Refeição Cultural
Jaboticabal, 28 de outubro de 2023.
Impotência e desprezo
Fim de noite de sábado. Acabamos de ouvir a vocalização do urutau aqui no quarto de hotel onde estamos. O urutau deve estar nesse bosque da foto acima. Que cantar mais exótico esse do urutau!
Outra coisa prazerosa é acompanhar o casal de quero-quero chocando dois ovinhos na grama do hotel, no meio do descampado, e dá até agonia ver os pássaros desesperados quando carcarás e urubus estão voando acima das cabeças deles. O casal fica num piado só ao redor do ninho protegendo suas crias de teiús e outros predadores.
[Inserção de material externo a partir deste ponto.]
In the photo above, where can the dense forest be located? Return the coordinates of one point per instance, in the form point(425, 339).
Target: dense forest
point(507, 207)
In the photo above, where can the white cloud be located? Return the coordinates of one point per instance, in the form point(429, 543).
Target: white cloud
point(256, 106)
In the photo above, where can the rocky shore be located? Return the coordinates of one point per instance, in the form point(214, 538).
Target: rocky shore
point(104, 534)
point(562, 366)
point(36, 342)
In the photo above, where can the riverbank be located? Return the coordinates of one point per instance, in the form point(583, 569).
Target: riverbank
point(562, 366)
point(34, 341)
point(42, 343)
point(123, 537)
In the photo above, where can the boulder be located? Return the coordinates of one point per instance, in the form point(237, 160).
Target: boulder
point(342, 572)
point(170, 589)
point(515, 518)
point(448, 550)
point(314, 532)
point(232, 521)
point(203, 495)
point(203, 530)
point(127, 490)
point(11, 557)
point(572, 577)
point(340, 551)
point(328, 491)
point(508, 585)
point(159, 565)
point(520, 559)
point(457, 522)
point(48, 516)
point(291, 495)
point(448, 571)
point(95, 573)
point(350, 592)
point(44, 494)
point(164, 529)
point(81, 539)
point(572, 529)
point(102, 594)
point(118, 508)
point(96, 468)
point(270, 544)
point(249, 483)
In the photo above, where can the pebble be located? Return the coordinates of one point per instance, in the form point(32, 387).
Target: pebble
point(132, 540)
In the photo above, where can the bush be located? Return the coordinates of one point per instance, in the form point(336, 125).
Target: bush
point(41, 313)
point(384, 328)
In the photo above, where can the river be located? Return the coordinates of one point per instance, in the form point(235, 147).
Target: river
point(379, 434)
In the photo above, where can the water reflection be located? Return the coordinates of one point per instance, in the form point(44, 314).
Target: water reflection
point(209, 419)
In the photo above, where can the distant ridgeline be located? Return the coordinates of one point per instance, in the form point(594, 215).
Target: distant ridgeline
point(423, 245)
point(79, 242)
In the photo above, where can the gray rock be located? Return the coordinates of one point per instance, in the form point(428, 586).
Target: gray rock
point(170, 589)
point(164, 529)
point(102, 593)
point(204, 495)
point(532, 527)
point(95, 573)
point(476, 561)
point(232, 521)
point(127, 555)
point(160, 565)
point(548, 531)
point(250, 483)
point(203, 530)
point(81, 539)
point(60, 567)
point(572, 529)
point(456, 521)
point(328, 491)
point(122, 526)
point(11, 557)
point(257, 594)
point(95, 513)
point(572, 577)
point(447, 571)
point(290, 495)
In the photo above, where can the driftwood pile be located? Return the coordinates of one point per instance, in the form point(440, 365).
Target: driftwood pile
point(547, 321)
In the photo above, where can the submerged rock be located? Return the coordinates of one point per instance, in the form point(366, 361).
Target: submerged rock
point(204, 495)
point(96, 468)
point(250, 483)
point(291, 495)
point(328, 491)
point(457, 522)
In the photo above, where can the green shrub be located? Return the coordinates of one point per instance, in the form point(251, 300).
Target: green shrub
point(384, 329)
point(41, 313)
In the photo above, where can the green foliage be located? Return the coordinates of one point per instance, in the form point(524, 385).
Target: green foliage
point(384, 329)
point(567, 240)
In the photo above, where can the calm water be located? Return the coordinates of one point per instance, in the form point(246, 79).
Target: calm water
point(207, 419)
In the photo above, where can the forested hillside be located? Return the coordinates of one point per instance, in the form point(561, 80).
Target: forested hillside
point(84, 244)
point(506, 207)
No lago municipal, aqui perto, é uma cantoria só no final da tarde, alguns tipos de garças, maritacas, papagaios, bem-te-vis, joões-de-barro, curiós e outros pássaros que não sei o nome ficam voando ao redor e andando pela relva e se preparando para a noite que se aproxima. Ia me esquecendo das curicacas, encantadoras ao vocalizarem quando voam.
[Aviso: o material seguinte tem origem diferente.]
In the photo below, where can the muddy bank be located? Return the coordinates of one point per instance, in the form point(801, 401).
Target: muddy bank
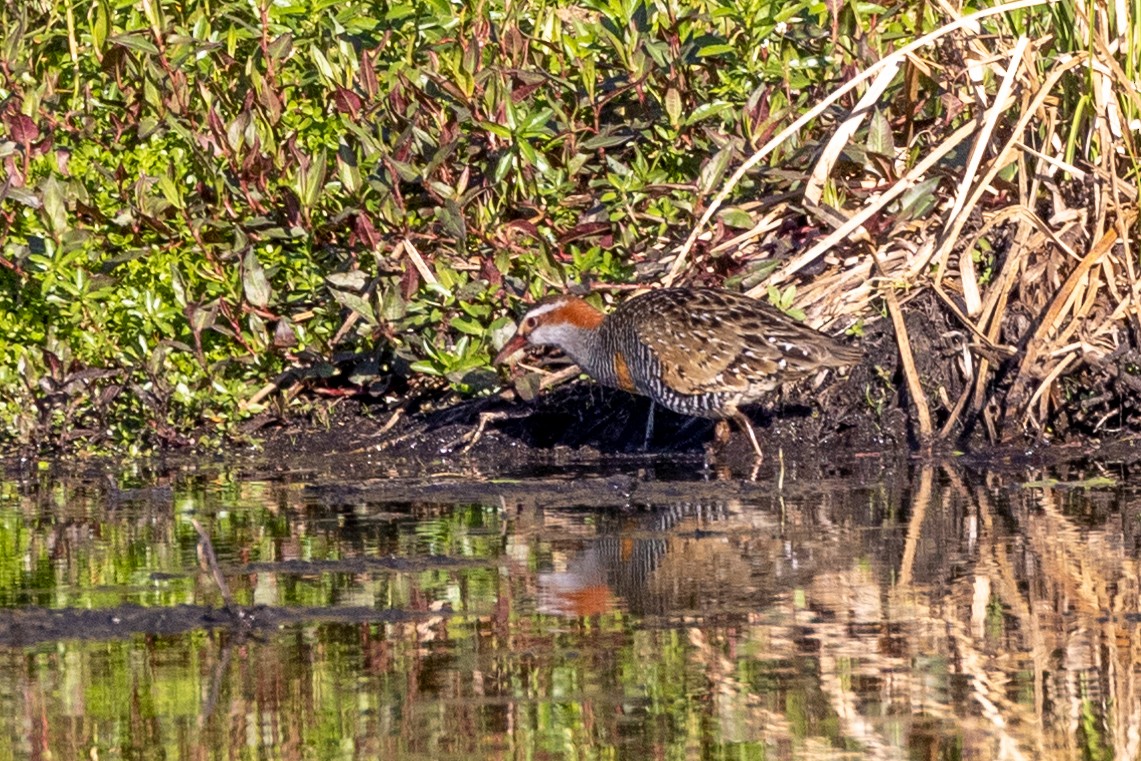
point(840, 419)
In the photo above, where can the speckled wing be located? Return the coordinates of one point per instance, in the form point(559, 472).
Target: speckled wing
point(720, 341)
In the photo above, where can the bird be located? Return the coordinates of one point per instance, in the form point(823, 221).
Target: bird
point(701, 351)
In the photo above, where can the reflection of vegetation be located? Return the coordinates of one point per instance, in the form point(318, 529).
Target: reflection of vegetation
point(937, 660)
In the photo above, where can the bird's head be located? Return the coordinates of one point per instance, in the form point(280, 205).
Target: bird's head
point(560, 321)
Esse cenário em meio à natureza de uma cidade do interior paulista não alivia a tristeza e amargura que aperta meu peito. Não alivia.
Tentei ler e não consegui. Trouxe um livro de romance para tentar terminar a leitura e não rolou. Tentei ver algum filme ou documentário e também não estou com cabeça para isso.
Um genocídio está acontecendo neste momento e como um cidadão do mundo me sinto responsável e impotente ao saber - todos nós sabemos! - que o Estado sionista de Israel está assassinando milhares de crianças palestinas, todos sabemos!
Minha impressão coincide com a leitura daqueles que veem na ação do governo racista dos sionistas a intenção de tomar as terras que eram dos palestinos, ao invés de cumprir as resoluções criadas após a 2ª Guerra Mundial. O que fazemos para frear o extermínio dos palestinos?
Sinto uma impotência que me tira o ar, que causa uma coisa estranha no fígado e na vesícula, um mal-estar ruim de explicar. A impotência que já venho sentindo faz tempo por não conseguir influenciar sequer meia dúzia de pessoas que amo se soma agora à impotência de sabermos que o mundo está sofrendo as piores injustiças da história e não posso fazer nada para mudar isso.
A floresta Amazônica também está sendo assassinada e junto com ela todas as formas de vida que lá existem, inclusive a espécie humana, os povos originários, povos-floresta como nos ensina Eliane Brum. Poucos caras mandam e poucos caras executam a destruição de tudo. A gente fica aqui no nosso mundinho nos centros urbanos tocando nossas vidas e a destruição segue.
A gente vê por não ser cego o que os canalhas corruptos do capital e da casa-grande estão fazendo, a gente vê os meios de comunicação que pertencem a eles manipulando as massas ignorantes (não sabem por que não tiveram oportunidade de saber), massas humanas ocupadas trabalhando ininterruptamente para ganhar uns tostões em trabalhos precários. Enquanto poucos caras do agro - latifundiários e grileiros -, dos bancos e dos mercados de capitais - putos que não produzem uma agulha -, poucos caras donos de tudo, gozam, riem, comemoram o fim do mundo.
Além da impotência, tem o desprezo, tem aquele sentimento que também aperta nossos órgãos sensíveis aos hormônios corporais. O desprezo é uma arma implacável da sociedade humana. É só tentar pensar no sofrimento das vítimas de injustiças como estas que estão sendo eliminadas, colocadas na condição de desaparecimento enquanto o mundo vê e nada faz.
Se eu fosse o que era décadas atrás, dificilmente teria estrutura para lidar com tanta coisa que vejo ao meu redor. Felizmente sou quem sou e os mantras do poeta Drummond acabaram por se fixarem em minhas abstrações mentais. Viver é essencial! Não adianta morrer! Viver apenas, sem mistificação!
Mas a impotência e o desprezo não podem continuar a causar tanta coisa indescritível dentro de meu reles corpo mortal. Mudança. Sei que preciso de mudança. Não sei ainda como ou o que mudar, mas se não mudar, a natureza vai se encarregar de mudar comigo daqui. Sabedoria, se revele para mim.
William
Post Scriptum: o texto foi atualizado após a leitura de minha esposa, que me lembrou dos teiús e das curicacas, presenças marcantes no cenário dessas reflexões.